When I talk about the Nahual pattern I like to illustrate the pattern with the life path of Maria Sabina, a world renowned healer from Huatla de Jimenez that used the sacred mushroom to heal people in her village. It took her a life time to reach the status of a healer; when she was a young child her parents died so because she was very poor she and her sister would forage edible wild plants in the forest to feed themselves. Her life pattern lead her to walk the path of the warrior to bring the best of her spirit and flower in the world. When she was an accomplished healer she could transition easily from the Nahual perception (spirit world) to the day to day world; in the spirit world she would communicate with her patients to find out the source of their illness and then come back to the tonal world (day to day language world) to administer the healing with the precise amounts of plants and rituals needed for healing. Most ancient governors in our culture were Nahuales, healers, seers and great man and woman full if knowledge. It was during the colonial times that the word nahual got transgressed into a negative connotations describing evil people that cause damage and illness by transforming into scary animals. 

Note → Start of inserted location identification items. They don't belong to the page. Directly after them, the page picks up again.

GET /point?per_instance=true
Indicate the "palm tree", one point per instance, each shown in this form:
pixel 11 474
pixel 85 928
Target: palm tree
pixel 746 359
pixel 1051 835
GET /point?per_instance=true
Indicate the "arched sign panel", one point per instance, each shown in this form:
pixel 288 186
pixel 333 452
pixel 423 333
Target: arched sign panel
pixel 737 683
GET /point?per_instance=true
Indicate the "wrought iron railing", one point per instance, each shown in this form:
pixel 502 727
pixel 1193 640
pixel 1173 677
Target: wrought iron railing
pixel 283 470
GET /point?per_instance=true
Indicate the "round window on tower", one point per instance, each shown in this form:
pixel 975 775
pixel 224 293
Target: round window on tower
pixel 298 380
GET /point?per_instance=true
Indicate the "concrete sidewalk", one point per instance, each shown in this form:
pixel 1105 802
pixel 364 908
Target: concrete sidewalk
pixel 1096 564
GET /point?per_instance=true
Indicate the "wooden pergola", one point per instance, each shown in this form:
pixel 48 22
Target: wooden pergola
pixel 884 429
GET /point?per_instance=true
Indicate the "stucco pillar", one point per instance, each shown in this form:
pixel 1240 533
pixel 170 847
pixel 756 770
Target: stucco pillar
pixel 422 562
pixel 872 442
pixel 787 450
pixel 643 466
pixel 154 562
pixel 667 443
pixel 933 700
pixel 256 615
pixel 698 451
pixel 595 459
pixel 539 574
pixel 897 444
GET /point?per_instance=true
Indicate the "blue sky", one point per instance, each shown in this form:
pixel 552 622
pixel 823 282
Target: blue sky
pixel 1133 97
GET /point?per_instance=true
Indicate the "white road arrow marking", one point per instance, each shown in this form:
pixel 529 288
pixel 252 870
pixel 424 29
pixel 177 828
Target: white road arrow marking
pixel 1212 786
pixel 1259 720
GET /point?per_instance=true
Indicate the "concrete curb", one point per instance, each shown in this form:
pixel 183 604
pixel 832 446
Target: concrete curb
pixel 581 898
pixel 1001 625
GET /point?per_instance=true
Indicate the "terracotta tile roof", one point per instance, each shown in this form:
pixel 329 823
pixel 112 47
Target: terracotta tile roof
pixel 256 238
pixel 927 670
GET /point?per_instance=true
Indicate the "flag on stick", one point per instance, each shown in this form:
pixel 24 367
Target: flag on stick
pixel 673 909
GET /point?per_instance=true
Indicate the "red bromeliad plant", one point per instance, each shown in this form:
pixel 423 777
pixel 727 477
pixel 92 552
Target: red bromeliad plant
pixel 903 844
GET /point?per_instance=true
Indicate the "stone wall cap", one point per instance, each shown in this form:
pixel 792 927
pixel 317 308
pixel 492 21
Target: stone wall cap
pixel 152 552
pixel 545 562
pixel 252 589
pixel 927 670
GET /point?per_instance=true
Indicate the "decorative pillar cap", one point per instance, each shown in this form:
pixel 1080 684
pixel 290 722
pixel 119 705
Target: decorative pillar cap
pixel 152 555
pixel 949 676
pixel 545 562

Because the Nahuales use the totality of consiouness and understand life and death as one, they are often seen fighting for a bigger cause or defying the status quo even if it costs them their life; such was the case of Emiliano Zapata and María Sabina. Emiliano Zapata was a leader during the Mexican revolution that fought to protect his ancestral people's land in Anenecuilco, and soon his fight would find echo in many other villages. The whims of history and his great spirit lead Emiliano to become the general of the armed forces of southern Mexico looking to give land back to the native people and restore the balance of power between the European descendants and the campesinos and working class. In many of his letters, Zapata signs with the phrase that he would not stop fighting until the land is given back to those that work on it and he refused many big bribes and offerings from the establishment to cease his cause.  Up until today, we say Zapata vive, la lucha sigue!  The same happened with the death of Maria Sabina who opened the eyes of the world to the world of sacred mushroom healing, she lost her reputation among her village, but she also brought great awareness to the deforestation and logging taking place in the Mazatec region. At the end of her life she said that the sacred mushroom had lost their healing poweres because of the vanalization of their use and that she would bear the burden of all the diseases that she helped to heal. 

The diamond pattern represents the medicine of the snake. Snakes are the elders of the planet and hold the ancient knowledge, medicine and power. In our language, the word for sister is Bealaā, my snake.